March 2020 - Double Star of the Month
STF 1728 = 42 Com = alpha Com (23 09 59.29 +17 31 46.0) is probably the shortest period visual binary star which is resolvable in 20-cm but such is the nature of the apparent orbit that it can only be seen briefly.
The apparent motion in the 26 year orbit is in a straight line because the orbit is edge-on to the line of sight and in this case it seems that the stars do undergo mutual eclipses although the last such event in late 2014, was missed because the orbit used had been biassed just enough by three observations (out of 600) that the time of eclipse occurred several weeks before the date on which they were widely expected to reach conjunction. For full details see Astronomy Now for December 2014.

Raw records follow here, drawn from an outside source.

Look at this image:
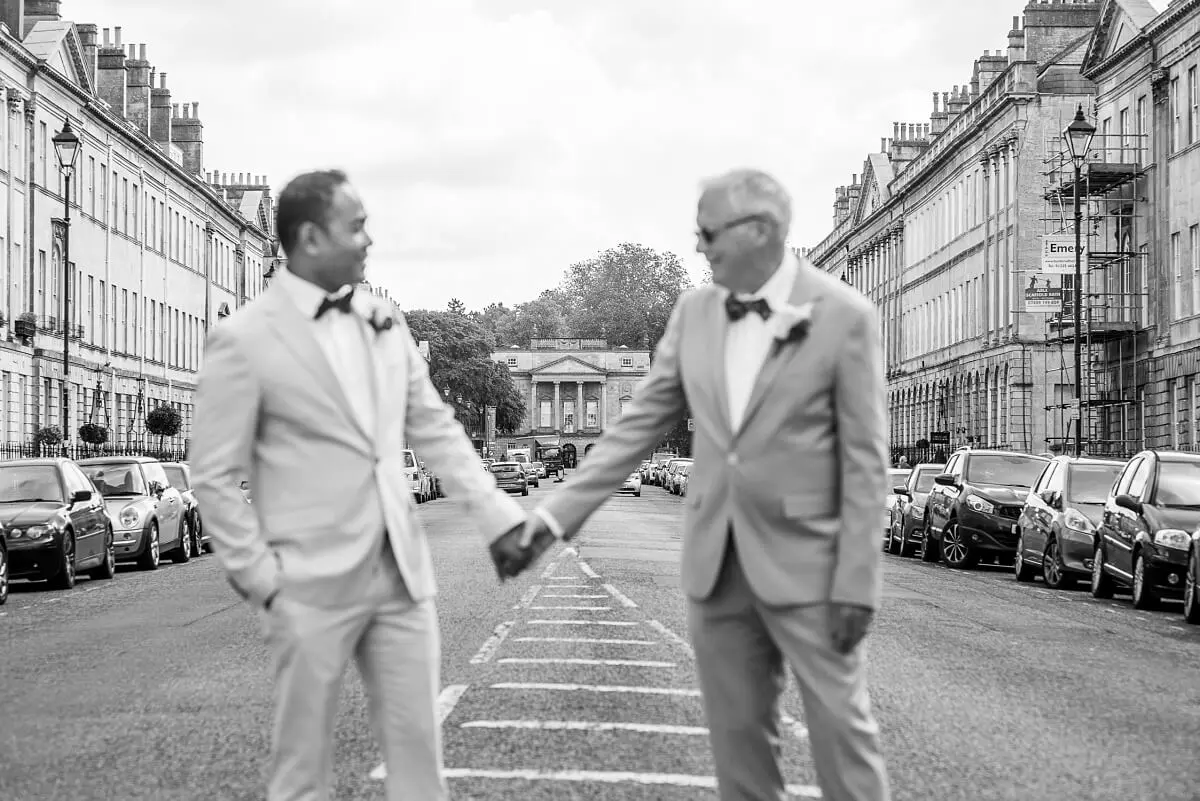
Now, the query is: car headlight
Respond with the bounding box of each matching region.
[1154,529,1192,550]
[118,506,142,529]
[1062,508,1096,534]
[967,495,996,514]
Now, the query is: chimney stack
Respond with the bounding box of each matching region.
[96,28,130,118]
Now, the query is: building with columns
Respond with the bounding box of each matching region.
[0,0,278,450]
[492,339,650,457]
[808,0,1100,460]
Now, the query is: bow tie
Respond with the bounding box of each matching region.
[725,295,770,323]
[313,288,354,320]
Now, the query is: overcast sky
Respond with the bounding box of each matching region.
[79,0,1075,308]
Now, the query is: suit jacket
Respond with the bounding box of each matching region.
[190,281,524,607]
[545,259,888,608]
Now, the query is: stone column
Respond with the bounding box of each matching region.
[554,381,563,430]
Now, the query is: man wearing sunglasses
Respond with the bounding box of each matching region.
[523,170,890,801]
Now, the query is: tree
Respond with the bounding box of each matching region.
[557,242,691,348]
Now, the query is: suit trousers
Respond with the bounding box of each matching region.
[260,536,449,801]
[688,531,890,801]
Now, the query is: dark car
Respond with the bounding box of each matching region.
[0,458,116,590]
[488,462,529,495]
[924,448,1049,568]
[162,462,212,556]
[1092,451,1200,609]
[888,464,946,556]
[1013,456,1126,590]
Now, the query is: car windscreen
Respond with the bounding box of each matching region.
[0,464,62,504]
[1067,464,1124,504]
[79,464,148,498]
[964,453,1046,487]
[1154,462,1200,506]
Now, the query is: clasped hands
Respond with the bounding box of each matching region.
[488,514,561,582]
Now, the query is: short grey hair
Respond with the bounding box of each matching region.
[702,169,792,240]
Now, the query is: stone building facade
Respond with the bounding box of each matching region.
[0,0,278,447]
[808,0,1100,460]
[492,339,650,457]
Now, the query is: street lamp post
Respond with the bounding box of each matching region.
[53,120,79,456]
[1062,103,1096,456]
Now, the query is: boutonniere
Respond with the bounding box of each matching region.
[770,301,812,355]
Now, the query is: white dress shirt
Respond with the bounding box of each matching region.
[725,257,799,432]
[275,269,376,432]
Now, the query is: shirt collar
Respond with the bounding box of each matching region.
[275,267,349,320]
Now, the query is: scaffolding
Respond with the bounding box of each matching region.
[1042,132,1150,458]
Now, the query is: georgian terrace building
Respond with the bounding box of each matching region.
[808,0,1099,460]
[0,0,277,446]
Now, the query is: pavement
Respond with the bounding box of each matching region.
[0,472,1200,801]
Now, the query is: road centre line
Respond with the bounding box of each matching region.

In Spring of 2020 the components are at 0".47 but they are now closing at the rate of 0".08 per year. I measured them for the first and only time in April 2018 when the separation found was 0".59. The stars are magnitude 4.9 and 5.5 and 42 Com can be found 6.5 degrees north and 2 degrees east of epsilon Vir.
James Dunlop found a number of his bright wide discoveries in the rich star fields of the southern summer sky. DUN 78 (09 30 46.09 -31 53 21.2) consists of the stars zeta1 and zeta2 Antliae which, taken together, are just visible to the naked-eye.
This pair of A1 dwarf stars have magnitudes 6.2 and 6.8 and form a beautiful sight for the small aperture. They clearly form a long-period binary system as the Gaia DR2 results shows that their distances are respectively 350.0 and 347.0 light-years with formal errors of 2.2 light-years on each value.
Hipparcos found that the A component was a close unequal double (0".4 and closing) whilst B is accompanied by a faint M dwarf also at 0".4 which was found in the K band. It seems likely that this is a physical quadruple.
Despite the spectral types Ross Gould using 175-mm found that both components were light yellow.